An inflation target would be the capstone of Bernanke’s crusade to improve the Fed’s communications, an initiative aimed at making the central bank more effective at controlling growth and inflation. It would, at long last, bring the Fed into line with a policy framework used by most other major central banks.
Inflation targeting however presumes the Fed is capable of reaching an exact target that is only ever dictated by the billions of actions committed by market actors. Central banks can only ever flood the monetary system with newly created funds, they can’t force banks to lend by creating credit out of thin air.

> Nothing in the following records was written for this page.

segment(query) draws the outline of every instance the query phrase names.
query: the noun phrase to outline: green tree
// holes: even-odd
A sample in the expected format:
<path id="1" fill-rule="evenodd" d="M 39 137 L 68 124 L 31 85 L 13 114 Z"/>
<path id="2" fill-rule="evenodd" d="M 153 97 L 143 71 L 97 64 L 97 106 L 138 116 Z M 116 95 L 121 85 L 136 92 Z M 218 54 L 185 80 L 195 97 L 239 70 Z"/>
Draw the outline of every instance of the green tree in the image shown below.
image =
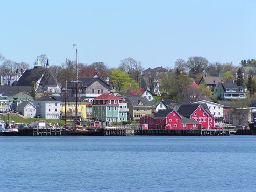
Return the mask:
<path id="1" fill-rule="evenodd" d="M 238 86 L 243 86 L 244 84 L 244 77 L 242 72 L 242 67 L 240 67 L 238 69 L 237 78 L 236 79 L 236 84 Z"/>
<path id="2" fill-rule="evenodd" d="M 250 76 L 248 78 L 248 81 L 246 84 L 246 87 L 247 88 L 248 91 L 249 91 L 250 96 L 251 96 L 252 95 L 253 95 L 255 92 L 255 85 L 254 82 L 252 80 L 252 77 L 251 77 L 251 75 L 250 75 Z"/>
<path id="3" fill-rule="evenodd" d="M 126 93 L 130 86 L 134 89 L 139 88 L 139 84 L 132 79 L 127 73 L 120 69 L 111 69 L 110 82 L 121 93 Z"/>
<path id="4" fill-rule="evenodd" d="M 224 82 L 226 82 L 235 80 L 235 79 L 231 71 L 228 71 L 224 73 L 221 80 Z"/>

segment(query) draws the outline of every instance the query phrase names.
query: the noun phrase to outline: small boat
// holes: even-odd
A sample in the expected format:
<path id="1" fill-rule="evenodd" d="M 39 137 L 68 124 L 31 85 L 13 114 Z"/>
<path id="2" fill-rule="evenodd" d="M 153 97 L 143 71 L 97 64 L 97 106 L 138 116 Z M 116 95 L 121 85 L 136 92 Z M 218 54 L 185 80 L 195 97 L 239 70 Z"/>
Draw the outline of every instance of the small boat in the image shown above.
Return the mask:
<path id="1" fill-rule="evenodd" d="M 0 135 L 3 136 L 17 136 L 19 134 L 17 128 L 9 126 L 4 121 L 0 120 Z"/>
<path id="2" fill-rule="evenodd" d="M 251 135 L 256 135 L 256 113 L 252 114 L 252 122 L 249 123 Z"/>

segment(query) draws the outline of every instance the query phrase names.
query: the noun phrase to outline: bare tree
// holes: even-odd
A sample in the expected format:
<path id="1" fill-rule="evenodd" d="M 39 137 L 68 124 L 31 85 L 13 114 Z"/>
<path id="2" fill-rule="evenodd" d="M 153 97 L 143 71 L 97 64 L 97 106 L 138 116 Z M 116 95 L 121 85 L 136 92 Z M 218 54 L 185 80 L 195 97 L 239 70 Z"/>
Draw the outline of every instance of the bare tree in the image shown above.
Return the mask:
<path id="1" fill-rule="evenodd" d="M 39 61 L 41 62 L 41 63 L 42 64 L 42 66 L 44 67 L 45 67 L 45 66 L 46 66 L 46 62 L 47 62 L 47 60 L 48 60 L 48 61 L 49 61 L 48 58 L 47 57 L 47 56 L 46 56 L 46 55 L 45 54 L 42 54 L 39 56 L 38 56 L 36 57 L 36 60 L 37 60 L 37 59 L 39 60 Z"/>
<path id="2" fill-rule="evenodd" d="M 5 60 L 0 66 L 2 84 L 10 86 L 11 79 L 15 75 L 16 63 L 10 60 Z"/>
<path id="3" fill-rule="evenodd" d="M 195 78 L 196 74 L 201 73 L 207 67 L 208 63 L 208 60 L 204 57 L 190 57 L 187 62 L 187 67 L 192 77 Z"/>
<path id="4" fill-rule="evenodd" d="M 185 72 L 186 63 L 184 60 L 178 59 L 174 63 L 175 69 L 176 69 L 178 75 L 182 72 Z"/>

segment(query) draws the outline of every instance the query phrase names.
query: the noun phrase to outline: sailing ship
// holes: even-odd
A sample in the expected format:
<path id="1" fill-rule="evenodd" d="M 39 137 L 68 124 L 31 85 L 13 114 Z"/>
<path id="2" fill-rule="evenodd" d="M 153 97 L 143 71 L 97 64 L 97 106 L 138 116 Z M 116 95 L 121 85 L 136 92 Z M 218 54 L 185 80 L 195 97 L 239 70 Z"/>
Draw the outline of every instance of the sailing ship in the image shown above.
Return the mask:
<path id="1" fill-rule="evenodd" d="M 249 122 L 249 127 L 251 134 L 256 135 L 256 112 L 252 113 L 252 121 Z"/>
<path id="2" fill-rule="evenodd" d="M 76 45 L 75 45 L 76 46 Z M 63 90 L 65 93 L 65 114 L 64 114 L 64 126 L 61 130 L 61 135 L 77 135 L 77 136 L 98 136 L 103 134 L 102 129 L 88 128 L 80 126 L 80 121 L 78 117 L 78 87 L 80 82 L 78 81 L 78 72 L 77 70 L 77 49 L 76 50 L 76 81 L 71 82 L 75 83 L 75 122 L 74 126 L 68 126 L 67 124 L 67 59 L 66 59 L 66 81 L 65 89 Z"/>
<path id="3" fill-rule="evenodd" d="M 8 124 L 5 123 L 3 120 L 0 120 L 0 134 L 5 136 L 18 136 L 18 130 L 16 127 L 12 127 Z"/>

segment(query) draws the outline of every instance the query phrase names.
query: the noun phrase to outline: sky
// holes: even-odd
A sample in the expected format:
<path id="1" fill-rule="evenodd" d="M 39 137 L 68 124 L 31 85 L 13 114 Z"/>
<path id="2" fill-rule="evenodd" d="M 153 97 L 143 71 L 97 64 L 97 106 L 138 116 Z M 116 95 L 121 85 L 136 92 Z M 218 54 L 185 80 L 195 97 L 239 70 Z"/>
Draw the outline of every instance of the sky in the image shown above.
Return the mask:
<path id="1" fill-rule="evenodd" d="M 177 59 L 210 62 L 254 58 L 256 1 L 0 1 L 0 53 L 32 66 L 65 58 L 118 67 L 127 57 L 148 67 Z M 72 46 L 76 43 L 77 47 Z"/>

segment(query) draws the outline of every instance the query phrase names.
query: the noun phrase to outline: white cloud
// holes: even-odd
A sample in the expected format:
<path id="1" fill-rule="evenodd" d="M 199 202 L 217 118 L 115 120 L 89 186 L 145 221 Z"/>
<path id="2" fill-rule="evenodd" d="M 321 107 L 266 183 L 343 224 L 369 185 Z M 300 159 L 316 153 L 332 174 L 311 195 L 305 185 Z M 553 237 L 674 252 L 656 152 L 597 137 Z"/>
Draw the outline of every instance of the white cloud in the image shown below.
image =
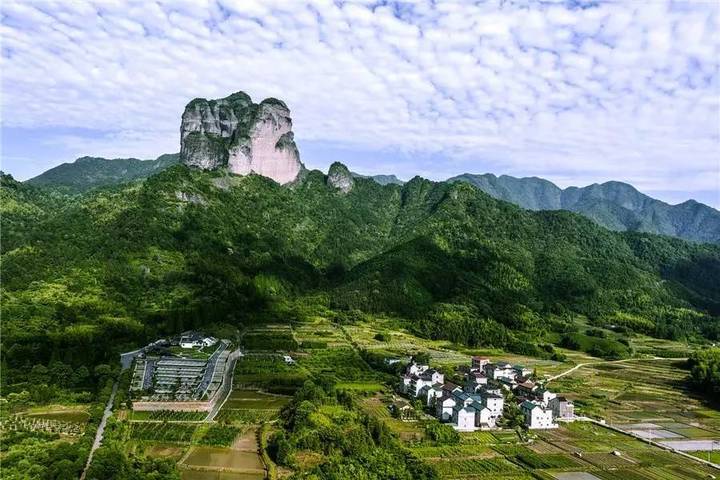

The idea that inflation can somehow be targeted to an exact degree is pure central planning fantasy. Like Hayek wrote in The Use of Knowledge in Society:
The peculiar character of the problem of a rational economic order is determined precisely by the fact that the knowledge of the circumstances of which we must make use never exists in concentrated or integrated form but solely as the dispersed bits of incomplete and frequently contradictory knowledge which all the separate individuals possess. The economic problem of society is thus not merely a problem of how to allocate “given” resources—if “given” is taken to mean given to a single mind which deliberately solves the problem set by these “data.” It is rather a problem of how to secure the best use of resources known to any of the members of society, for ends whose relative importance only these individuals know. Or, to put it briefly, it is a problem of the utilization of knowledge which is not given to anyone in its totality.But of course inflation targeting also presumes that inflation in itself is a good and necessary thing for economic growth. Yet historical evidence shows that growing economies which experience robust increases their productive capacity and general living standards are marked by falling prices. Falling prices of course lead to raises of wages in real terms. The real, more insidious purpose of monetary inflation was revealed in Keynes’ General Theory:
“the escape will be normally found in changing the monetary standard or the monetary system so as to raise the quantity of money, rather than forcing down the wage-unit and thereby increasing the burden of debt.”When Keynes refers to escape, he is speaking on the best means to put an end to recessionary conditions. Like central bankers who celebrate inflation targeting as some great tool to further their dominance over an already overly regulated economy, Keynes ignores any unintended consequences of credit expansion or Cantillon effects which distort prices and wages heterogeneously as newly created money makes it way across the market spectrum. Inflation is treated as solution with immediate effect that doesn’t take time to fully pan out. It’s true purpose is to clear the labor market by raising prices and thus lowering real wages without inducing outrage over a nominal effect. Keynesians assume Joe the Assemblyman is a neanderthal too ignorant to realize he is being duped by prices rising all around him and his paycheck, though still the same numerical amount as last year’s, falling in real terms.
While a nice gesture in transparency, the Fed’s potential new inflation target strategy will likely have little effect unless the newly established target is something radically different than the unofficial rate of 2%. Bernanke will still print his way out of any disaster, come hell or high water. And by hell or high water, I mean the next speculative burst caused by cheap money invariably finding its way into another bubble.